Women Riders

Clutch Care for the Riding Diva

Written by  December 31, 2006

Welcome to 2007! Another riding season is under our belt, and what fun it was! I hope everyone survived the hectic holiday season and can now settle in for the long, cold winter months ahead. This is a good opportunity to take advantage of this down time and catch up on your motorcycle reading or attend a maintenance class to help you better understand your bike. Before you know it, spring will be here and we get to start all over again!

I admire riding divas that do their own maintenance and are not dependent on their significant other or the dealership to keep them on the road. I have to admit motorcycle maintenance is not my forte, but I have sat in on a few seminars and have found them very informative.

Do you know the difference between slip and drag/grabbing on your clutch? I didn’t until I sat in on a tech class a few months ago. It made me realize, like other maintenance items on your bike, the need to treat the symptoms early to avoid dangerous situations.

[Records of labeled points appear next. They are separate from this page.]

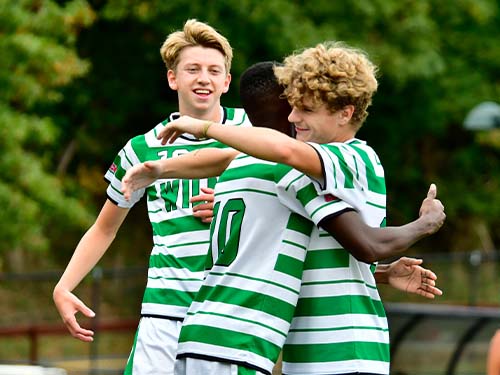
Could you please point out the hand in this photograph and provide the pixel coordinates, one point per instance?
(204, 211)
(407, 275)
(68, 305)
(183, 124)
(433, 210)
(140, 176)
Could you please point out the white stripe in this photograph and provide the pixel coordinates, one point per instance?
(166, 310)
(181, 285)
(253, 286)
(224, 352)
(250, 326)
(338, 321)
(341, 367)
(338, 336)
(338, 289)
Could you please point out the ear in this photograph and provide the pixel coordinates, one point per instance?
(346, 113)
(226, 83)
(172, 80)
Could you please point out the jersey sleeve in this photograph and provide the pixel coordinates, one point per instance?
(125, 159)
(353, 173)
(297, 192)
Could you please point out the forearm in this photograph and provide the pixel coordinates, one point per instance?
(88, 252)
(269, 144)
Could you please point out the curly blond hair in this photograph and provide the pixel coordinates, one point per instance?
(330, 73)
(195, 33)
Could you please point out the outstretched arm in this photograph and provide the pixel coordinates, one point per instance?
(208, 162)
(263, 143)
(370, 244)
(407, 275)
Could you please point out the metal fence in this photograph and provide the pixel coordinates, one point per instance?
(447, 336)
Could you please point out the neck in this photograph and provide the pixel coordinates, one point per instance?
(213, 114)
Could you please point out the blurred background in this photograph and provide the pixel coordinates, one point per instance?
(79, 78)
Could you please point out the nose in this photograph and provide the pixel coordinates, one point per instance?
(293, 117)
(203, 76)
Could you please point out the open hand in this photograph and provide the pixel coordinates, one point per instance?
(407, 275)
(204, 211)
(183, 124)
(140, 176)
(68, 306)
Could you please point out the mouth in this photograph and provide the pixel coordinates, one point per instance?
(202, 92)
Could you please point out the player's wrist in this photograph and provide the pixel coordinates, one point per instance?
(206, 126)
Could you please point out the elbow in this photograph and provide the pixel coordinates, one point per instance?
(370, 254)
(284, 152)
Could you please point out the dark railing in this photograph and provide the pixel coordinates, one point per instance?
(411, 324)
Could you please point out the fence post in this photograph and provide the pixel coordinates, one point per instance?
(475, 260)
(96, 301)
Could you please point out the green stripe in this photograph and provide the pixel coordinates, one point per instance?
(233, 317)
(247, 190)
(168, 296)
(323, 306)
(342, 351)
(243, 298)
(230, 339)
(300, 224)
(307, 194)
(229, 113)
(178, 225)
(256, 170)
(327, 258)
(289, 265)
(375, 183)
(376, 205)
(193, 263)
(348, 176)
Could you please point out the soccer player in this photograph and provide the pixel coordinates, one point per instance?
(239, 314)
(198, 61)
(329, 86)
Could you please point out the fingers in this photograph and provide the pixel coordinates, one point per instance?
(428, 274)
(411, 261)
(432, 193)
(429, 291)
(77, 331)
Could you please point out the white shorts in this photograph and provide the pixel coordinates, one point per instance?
(155, 347)
(195, 366)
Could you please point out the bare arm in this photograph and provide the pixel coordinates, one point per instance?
(263, 143)
(89, 250)
(208, 162)
(370, 244)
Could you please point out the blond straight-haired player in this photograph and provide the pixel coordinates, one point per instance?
(198, 62)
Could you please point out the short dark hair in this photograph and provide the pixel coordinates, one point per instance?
(262, 97)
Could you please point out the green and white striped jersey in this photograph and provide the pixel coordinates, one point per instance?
(259, 236)
(340, 326)
(180, 241)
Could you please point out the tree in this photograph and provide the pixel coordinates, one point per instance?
(37, 58)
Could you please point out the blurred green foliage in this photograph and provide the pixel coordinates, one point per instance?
(80, 77)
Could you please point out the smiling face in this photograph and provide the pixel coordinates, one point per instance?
(200, 79)
(320, 125)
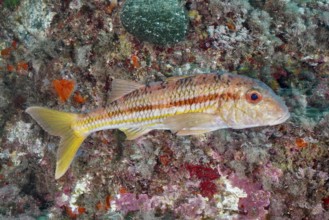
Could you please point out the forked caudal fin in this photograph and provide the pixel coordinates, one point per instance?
(60, 124)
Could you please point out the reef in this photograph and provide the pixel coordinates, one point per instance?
(64, 55)
(159, 22)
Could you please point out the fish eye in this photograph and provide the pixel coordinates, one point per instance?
(254, 96)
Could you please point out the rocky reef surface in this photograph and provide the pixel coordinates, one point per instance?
(64, 55)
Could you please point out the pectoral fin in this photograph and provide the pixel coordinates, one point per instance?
(192, 132)
(194, 123)
(133, 133)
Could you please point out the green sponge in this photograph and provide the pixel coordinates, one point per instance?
(156, 21)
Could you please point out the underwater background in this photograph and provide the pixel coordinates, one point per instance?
(64, 55)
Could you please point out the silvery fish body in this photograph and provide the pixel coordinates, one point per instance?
(186, 105)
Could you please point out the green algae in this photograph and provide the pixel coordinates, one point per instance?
(155, 21)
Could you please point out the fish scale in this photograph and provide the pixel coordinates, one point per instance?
(187, 106)
(183, 95)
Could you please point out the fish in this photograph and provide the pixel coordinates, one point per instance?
(186, 105)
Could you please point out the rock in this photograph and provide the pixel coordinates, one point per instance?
(156, 21)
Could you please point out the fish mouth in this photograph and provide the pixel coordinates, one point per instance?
(282, 119)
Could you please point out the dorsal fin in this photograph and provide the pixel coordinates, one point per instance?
(122, 87)
(175, 78)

The symptoms can be anywhere from a slip here to difficulty shifting into neutral gear. If you notice anything like that, be pro-active to avoid having to replace a clutch component or encountering trouble on the road. As the clutch plates wear with age, they become thinner and cannot engage as easily. If your clutch is slipping as you rev your bike you will hear the engine increase and see the tachometer needle climb, but you don’t move any faster.

What causes a clutch to slip? Common causes for slippage are improperly adjusted clutch controls, improper cable adjustments, warped clutch plates, too heavy or worn out clutch oil, or tight clutch spring tension.

Understanding how your clutch works actually alerts you to possible problems. There are two kinds of clutch plates: friction plates which are connected to the engine, and plain plates, which are connected to the gearbox. The plates sit within the clutch basket and are pressed together through springs when the clutch is engaged, as it is while riding. This transfers power from the engine to the gearbox and finally to the final drive (your rear wheel chain, belt or shaft). As you pull the clutch in or shift into neutral, the clutch plates separate and the clutch becomes disengaged. Power can no longer get from the engine to the final drive.

If you are mechanically inclined, you can adjust the free play at both the lever and the clutch release assembly at the other end of your clutch cable. It’s a simple procedure and is covered in your bike’s service manual. If after the adjustment they continue to slip, you most likely will need to replace the clutch plates due to wear. Otherwise, if in doubt, take your bike to the dealership.

The drag or grabbing on a clutch is the opposite of slipping. This happens when the plates cannot fully disengage. You might notice this when your bike inches forward even when you are pulling in the clutch, or if you can’t shift into neutral with the bike running. Removing slack at the clutch lever can often solve a dragging clutch.

You would think as much as we use the clutch it would need replacement, but that’s not the case, they usually just wear out. With luck on your side, proper adjustment, maintenance and lubrication, your clutch should last you many slip- and grab-free miles! Ride Safe

Hey readers, send me stories and or experiences to share on any winter trips you take with your bike. We love reading about other people’s adventures.

Goldie Arnold
“Never rider faster than you angel can fly”

TIP OF THE MONTH: Fill your fuel tank slowly and do not overfill. This leaves plenty of air space for fuel expansion.